Search code examples
regexgrepwhitespace

grep: match all characters up to (not including) first blank space


I have a text file that has the following format:

characters(that I want to keep) (space) characters(that I want to remove)

So for example:

foo garbagetext
hello moregarbage
keepthis removethis
(etc.)

So I was trying to use the grep command in Linux to keep only the characters in each line up to and not including the first blank space.
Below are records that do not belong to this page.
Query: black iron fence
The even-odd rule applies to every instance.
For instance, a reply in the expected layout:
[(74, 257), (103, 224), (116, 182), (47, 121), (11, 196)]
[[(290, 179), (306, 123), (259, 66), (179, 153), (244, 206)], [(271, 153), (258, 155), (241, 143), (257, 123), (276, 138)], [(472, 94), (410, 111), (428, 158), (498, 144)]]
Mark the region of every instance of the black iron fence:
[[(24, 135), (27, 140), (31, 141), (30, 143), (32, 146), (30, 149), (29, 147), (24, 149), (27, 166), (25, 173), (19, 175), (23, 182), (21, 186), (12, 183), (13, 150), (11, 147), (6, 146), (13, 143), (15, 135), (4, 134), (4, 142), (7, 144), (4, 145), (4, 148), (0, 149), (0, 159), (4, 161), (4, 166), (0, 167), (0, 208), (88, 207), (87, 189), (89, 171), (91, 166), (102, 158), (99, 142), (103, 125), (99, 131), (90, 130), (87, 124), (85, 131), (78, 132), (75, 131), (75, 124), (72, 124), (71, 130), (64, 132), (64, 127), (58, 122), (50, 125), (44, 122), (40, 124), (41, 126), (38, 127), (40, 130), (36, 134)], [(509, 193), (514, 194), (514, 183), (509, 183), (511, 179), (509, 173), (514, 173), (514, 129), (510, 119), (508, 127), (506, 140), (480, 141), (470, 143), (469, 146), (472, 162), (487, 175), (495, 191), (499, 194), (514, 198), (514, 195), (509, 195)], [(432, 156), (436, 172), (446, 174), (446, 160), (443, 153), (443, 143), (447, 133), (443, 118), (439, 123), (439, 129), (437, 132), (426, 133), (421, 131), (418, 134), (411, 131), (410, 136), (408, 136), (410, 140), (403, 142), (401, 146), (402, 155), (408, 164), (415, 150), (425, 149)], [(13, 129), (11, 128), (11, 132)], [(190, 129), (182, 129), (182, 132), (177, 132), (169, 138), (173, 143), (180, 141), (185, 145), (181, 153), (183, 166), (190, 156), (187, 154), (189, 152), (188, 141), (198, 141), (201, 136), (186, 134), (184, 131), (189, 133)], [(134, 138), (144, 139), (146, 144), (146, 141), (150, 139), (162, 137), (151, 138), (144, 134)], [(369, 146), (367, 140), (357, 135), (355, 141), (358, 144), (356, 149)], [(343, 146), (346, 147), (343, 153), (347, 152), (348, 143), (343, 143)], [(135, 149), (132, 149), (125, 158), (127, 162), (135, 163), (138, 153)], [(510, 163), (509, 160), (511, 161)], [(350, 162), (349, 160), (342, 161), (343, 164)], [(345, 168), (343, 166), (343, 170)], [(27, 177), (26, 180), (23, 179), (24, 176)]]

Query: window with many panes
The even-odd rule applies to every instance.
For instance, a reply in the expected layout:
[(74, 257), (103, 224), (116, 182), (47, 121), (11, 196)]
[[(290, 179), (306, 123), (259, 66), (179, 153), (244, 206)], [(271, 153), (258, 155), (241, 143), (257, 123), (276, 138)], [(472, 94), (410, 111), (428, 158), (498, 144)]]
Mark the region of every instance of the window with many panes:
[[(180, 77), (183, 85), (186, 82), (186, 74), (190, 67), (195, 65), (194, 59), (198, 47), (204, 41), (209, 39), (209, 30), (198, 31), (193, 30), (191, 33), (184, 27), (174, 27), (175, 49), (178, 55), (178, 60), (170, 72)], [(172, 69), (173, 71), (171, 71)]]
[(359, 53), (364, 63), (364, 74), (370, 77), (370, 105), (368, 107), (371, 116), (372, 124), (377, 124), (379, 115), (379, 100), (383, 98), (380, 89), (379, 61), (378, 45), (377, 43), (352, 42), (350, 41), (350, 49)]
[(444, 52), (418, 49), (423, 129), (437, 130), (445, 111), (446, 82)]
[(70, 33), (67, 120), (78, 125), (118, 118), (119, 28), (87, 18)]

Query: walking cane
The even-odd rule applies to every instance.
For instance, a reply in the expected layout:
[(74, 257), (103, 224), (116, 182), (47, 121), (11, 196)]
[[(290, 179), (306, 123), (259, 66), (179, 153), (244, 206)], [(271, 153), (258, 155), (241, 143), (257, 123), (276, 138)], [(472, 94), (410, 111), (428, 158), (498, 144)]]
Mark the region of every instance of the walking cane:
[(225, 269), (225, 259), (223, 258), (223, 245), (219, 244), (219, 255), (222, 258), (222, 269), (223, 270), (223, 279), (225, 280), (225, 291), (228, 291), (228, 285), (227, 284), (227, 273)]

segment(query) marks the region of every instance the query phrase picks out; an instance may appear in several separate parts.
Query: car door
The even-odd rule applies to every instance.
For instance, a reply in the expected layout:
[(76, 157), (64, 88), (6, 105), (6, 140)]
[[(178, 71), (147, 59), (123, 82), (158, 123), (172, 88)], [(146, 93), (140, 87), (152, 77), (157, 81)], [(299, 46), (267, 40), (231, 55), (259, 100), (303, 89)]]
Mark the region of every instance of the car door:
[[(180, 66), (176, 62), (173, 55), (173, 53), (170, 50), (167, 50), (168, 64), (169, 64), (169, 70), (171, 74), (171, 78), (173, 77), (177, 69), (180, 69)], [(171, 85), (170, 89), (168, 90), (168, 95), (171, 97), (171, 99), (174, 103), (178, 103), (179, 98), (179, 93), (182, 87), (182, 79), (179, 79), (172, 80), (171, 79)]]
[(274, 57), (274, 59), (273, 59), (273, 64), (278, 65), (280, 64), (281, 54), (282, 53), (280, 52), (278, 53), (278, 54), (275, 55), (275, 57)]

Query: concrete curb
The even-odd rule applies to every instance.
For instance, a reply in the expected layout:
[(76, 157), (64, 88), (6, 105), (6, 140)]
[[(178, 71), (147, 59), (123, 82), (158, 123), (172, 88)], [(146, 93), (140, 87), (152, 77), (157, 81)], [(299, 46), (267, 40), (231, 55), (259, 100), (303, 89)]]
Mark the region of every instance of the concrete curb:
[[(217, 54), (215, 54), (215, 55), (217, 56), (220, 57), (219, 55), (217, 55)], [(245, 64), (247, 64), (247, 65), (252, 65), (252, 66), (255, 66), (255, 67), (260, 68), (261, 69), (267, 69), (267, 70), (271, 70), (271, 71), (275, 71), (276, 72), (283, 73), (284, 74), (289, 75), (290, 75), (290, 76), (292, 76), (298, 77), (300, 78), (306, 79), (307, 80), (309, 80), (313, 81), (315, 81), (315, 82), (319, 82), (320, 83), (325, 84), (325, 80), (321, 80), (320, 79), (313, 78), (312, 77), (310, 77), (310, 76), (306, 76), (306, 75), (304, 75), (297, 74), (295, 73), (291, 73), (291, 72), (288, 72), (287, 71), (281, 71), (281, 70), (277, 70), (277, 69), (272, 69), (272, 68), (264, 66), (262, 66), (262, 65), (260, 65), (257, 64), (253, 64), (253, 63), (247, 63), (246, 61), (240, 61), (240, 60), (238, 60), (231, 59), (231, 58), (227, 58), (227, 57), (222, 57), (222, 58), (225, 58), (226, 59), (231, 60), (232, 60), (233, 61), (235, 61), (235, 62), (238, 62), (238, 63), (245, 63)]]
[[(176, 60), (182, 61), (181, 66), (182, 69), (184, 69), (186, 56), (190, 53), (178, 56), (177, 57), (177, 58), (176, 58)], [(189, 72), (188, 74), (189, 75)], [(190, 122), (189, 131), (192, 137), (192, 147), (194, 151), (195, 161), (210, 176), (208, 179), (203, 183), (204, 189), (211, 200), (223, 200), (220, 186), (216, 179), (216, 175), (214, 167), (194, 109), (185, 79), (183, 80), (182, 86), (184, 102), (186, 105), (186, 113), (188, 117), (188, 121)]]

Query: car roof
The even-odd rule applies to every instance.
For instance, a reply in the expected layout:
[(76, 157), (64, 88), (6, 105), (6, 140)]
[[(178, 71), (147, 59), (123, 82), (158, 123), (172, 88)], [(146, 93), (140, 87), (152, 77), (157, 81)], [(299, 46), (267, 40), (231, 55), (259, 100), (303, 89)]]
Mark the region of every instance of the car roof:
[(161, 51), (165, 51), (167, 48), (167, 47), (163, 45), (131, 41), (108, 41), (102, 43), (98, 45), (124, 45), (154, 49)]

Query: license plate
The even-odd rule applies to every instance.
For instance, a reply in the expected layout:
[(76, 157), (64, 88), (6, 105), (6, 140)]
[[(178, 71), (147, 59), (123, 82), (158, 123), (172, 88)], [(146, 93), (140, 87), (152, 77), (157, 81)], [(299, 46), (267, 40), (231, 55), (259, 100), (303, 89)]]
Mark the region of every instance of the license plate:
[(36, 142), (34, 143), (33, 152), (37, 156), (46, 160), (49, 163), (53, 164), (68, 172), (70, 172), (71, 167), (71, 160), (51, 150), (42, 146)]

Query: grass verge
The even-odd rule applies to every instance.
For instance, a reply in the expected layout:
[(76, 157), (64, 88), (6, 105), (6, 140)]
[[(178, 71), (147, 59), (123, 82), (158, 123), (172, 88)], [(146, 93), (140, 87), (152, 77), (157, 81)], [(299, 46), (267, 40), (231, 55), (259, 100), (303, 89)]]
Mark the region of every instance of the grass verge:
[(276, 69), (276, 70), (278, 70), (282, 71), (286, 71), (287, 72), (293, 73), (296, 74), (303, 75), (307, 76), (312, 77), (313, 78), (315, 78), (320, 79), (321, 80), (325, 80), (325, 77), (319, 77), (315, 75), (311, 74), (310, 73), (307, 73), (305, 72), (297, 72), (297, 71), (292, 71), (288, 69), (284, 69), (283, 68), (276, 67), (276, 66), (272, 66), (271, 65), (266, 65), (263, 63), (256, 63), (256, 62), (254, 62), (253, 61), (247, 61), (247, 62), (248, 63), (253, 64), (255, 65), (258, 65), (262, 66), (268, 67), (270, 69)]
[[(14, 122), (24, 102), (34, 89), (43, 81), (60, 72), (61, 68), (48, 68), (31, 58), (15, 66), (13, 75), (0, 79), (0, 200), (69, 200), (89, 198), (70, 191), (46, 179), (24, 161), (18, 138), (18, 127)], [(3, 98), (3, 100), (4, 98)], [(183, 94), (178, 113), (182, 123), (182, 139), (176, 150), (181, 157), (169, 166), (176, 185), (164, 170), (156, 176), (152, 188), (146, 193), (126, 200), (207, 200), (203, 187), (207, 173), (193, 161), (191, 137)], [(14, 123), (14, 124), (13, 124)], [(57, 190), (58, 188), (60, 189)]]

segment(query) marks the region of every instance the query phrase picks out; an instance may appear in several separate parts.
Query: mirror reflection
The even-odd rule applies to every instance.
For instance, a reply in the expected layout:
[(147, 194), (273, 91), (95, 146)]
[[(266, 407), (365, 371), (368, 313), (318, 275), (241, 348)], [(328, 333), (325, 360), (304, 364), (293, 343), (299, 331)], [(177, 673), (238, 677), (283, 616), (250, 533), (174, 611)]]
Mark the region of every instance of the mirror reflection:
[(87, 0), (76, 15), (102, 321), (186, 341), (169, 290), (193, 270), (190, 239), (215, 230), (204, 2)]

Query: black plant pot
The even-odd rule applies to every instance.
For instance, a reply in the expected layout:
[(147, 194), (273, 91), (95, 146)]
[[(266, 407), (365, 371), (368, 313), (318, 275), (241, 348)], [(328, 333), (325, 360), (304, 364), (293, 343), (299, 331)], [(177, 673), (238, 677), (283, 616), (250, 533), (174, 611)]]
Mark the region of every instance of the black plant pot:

I have tried numerous attempts such as:

grep '*[[:space:]]' text1.txt > text2.txt
grep '*[^\s]' text1.txt > text2.txt
grep '/^[^[[:space:]]]+/' text1.txt > text2.txt

trying to piece together from different examples, but I have had no luck. They all produce a blank text2.txt file. I am new to this. What am I doing wrong?

*EDIT:

The parts I want to keep include capital letters. So I want to keep any/all characters up to and not including the blank space (removing everything from the blank space onward) in each line.

**EDIT:

The garbage text (that I want to remove) can contain anything, including spaces, special characters, etc. So for example:

AA rough, cindery lava [n -S]

After running grep -o '[^ ]*' text1.txt > text2.txt, the line above becomes:

AA
rough,
cindery
lava
[n
-S]

in text2.txt. (All I want to keep is AA)


SOLUTION (provided by Rohit Jain with further input by beny23):

grep -o '^[^ ]*' text1.txt > text2.txt

Solution

  • You are putting quantifier * at the wrong place.

    Try instead this: -

    grep '^[^\s]*' text1.txt > text2.txt
    

    or, even better: -

    grep '^\S*' text1.txt > text2.txt  
    

    \S means match non-whitespace character. And anchor ^ is used to match at the beginning of the line.